Bike chain lubrication is an essential aspect of bicycle maintenance. Using the appropriate bike lube to keep chains properly greased reduces friction. Oil also prevents the metallic parts from corrosion thus enhancing the life of your bike chain and increasing its performance.
Oiling also improves drive-train efficiency by enabling the rider to exert less force. Even in the presence of lesser force, more energy is produced and delivered to the system. If lubricated properly, the bike chain and drive-train are protected from wear which results from constant rubbing.
What is the best lubricant for a bike?
The best bike lubricant is the one that has the following properties:
- It should form a protective layer of oil between the cranks and the chain.
- It should prevent metal-to-metal contact to avoid wear and tear of the drive-train system.
- It must form only a single layer of lubricant molecules between the surfaces in contact.
- It should contain additives that form a layer of low shear strength thereby reducing the friction. For example; the additive Molybdenum dialkyl dithiocarbamate is found in many bicycle lubes.
- An ideal bicycle lubricant should be viscous enough to penetrate into the links.
- The lube should provide oxidation stability against the damage resulting from water and heat.

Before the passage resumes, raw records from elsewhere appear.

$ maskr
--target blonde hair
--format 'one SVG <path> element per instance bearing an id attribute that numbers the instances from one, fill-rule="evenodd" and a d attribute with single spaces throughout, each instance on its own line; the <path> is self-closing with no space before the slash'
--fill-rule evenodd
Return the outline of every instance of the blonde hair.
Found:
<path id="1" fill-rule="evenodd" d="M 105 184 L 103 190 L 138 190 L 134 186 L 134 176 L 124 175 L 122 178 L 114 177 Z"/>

Can you use chainsaw oil to lubricate your bike chain?
Yes! You can use chainsaw oil or bar oil to lubricate the chain and drive-train of your bike once in a while. In fact, it's an excellent lubricant when you need to ride in rainy weather. Since chainsaw oil is more sticky and thick as compared to ordinary bicycle lubes, it won't wash away during rain or in damp conditions. For everyday riding though, this lubricant can be too sticky if used to lubricate the chain often.
What's the difference between chainsaw oil and bike lube?
The major difference between the chainsaw oil and the bike lubes is viscosity. The more viscous oil is, the more resistant it is to flow. Unlike how a bike lube will immediately penetrate into the chain links or the drive-train system, chainsaw oil will not be able to flow into the links. This is because chainsaw oil has more viscosity as compared to the bike lube.
Another important difference is additives that are found in bike-specific lubes. Despite being present in a small concentration, these additives protect the metallic parts from corroding and wearing down. These also play the role of antioxidants to protect the bicycle components against the oxidative damage resulting from water and heat exposure. These additives are however not found in the majority of chainsaw oils.
Considerations while using chainsaw oil to lubricate your bike
The chainsaw oil should not be highly viscous. Otherwise, it will increase the drag force causing your bike chain to suffer from wear and tear.
More coatings of chainsaw oil should be applied because it is thick, unable to penetrate quickly, and may produce lubrication gaps.
The excessive oil should be wiped off to prevent dirt and debris from collecting inside the lubricant layer and making the chain messy.
It should be used only in extreme weather conditions when other oils are washed out during rain. The frequent use of chainsaw oil to lubricate bicycle chains or drive-train should be avoided.
The oils to be avoided
The lubricants which may affect the overall efficiency of your bike chain include:
Cooking oil or vegetable oil, like bike-specific lubricants, can reduce the amount of pedaling force required to ride a bike. The major reason we don't recommend using these is that they collect a lot of dirt and grime.
Most of the gear oils and engine oils are too thick to penetrate into the links of your chain. They may apparently grease your bicycle, but leave ungreased surfaces on the inside. Thus, it won't protect the metal parts from wear. Moreover, all the dust from the trails will be clogged inside the oil layers due to their thick consistency.
WD-40 cannot be an alternative to a bicycle lube. It's actually a degreaser and not a lubricant. WD-40 is a solvent that can be used to clean the surfaces or remove the layer of dirty oil before the application of a lubricant.
Machine oil is a white mineral oil that you use to lubricate your sewing machines. It is not effective enough to act as a bicycle lube. Moreover, it has no anti-wear additives to prevent your bike chain from snapping.